Bebalihan Dance in Bali

Bebalihan Dance in Bali

Traditional Balinese dances are the oldest form of performing arts in Bali. Traditional dances can be divided into two types, sacred dance called Wali and entertainment dance called Bebalihan. Wali (sacred dance) is usually performed in ritual ceremonies because it has strong magical powers and only can be performed by specific dancers. Bebalihan are usually performed in social events.

When I was last in Bali, I was invited to learn and participate in one of their traditional welcoming dance.

I had no idea what I was getting myself into but since they assured me that no pior experience was needed and having two left feet was totally acceptable. I gamely accepted their offer to learn and perform with the dancers after dinner with the village heads’ family.

The dancers were nimble with their hands and feet and I tried my best to follow to their rhythm. What I was lacking, however, was the subtle movements that gave the dance life by making it a lot more dynamic and complex. Beneath the flowing Balinese dance movements was an undercurrent of dance-drama through the whole bodily gestures. The fingers, hands and body gestures worked hand-in-hand with the head and eyes movements of the dancers.
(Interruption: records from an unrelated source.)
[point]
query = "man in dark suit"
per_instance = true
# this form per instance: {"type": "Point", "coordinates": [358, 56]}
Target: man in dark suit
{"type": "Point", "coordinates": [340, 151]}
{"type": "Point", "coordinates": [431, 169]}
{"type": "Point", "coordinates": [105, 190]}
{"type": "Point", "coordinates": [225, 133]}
I was rather embarrassed by my awkward movements until I learnt that Bali dancers learn the craft as children from their mothers as soon as they are born. In the womb they are played the Balinese music and are taught to dance with their hands before they can walk. Official training as a Balinese dancer starts as young as 7. In Balinese dance the movement is closely associated with the rhythms produced by the gamelan, a musical ensemble specific to Java and Bali. Multiple levels of articulations in the face, eyes, hands, arms, hips, and feet are coordinated to reflect layers of percussive sounds.

I was also very fascinated with the unique bamboo based instruments of the gamelan music that is so intrinsically attached to the Indonesian and Balinese culture. A gamelan is a set of instruments as a distinct entity, built and tuned to stay together – instruments from different gamelan are generally not interchangeable.

The talented musicians that night were so friendly and kept cheering and encouraging me as I immersed myself to the dance. I never cease to get amazed by the warmth of the Balinese villagers and I’m appreciative of the opportunity they have given me to appreciate their dances better.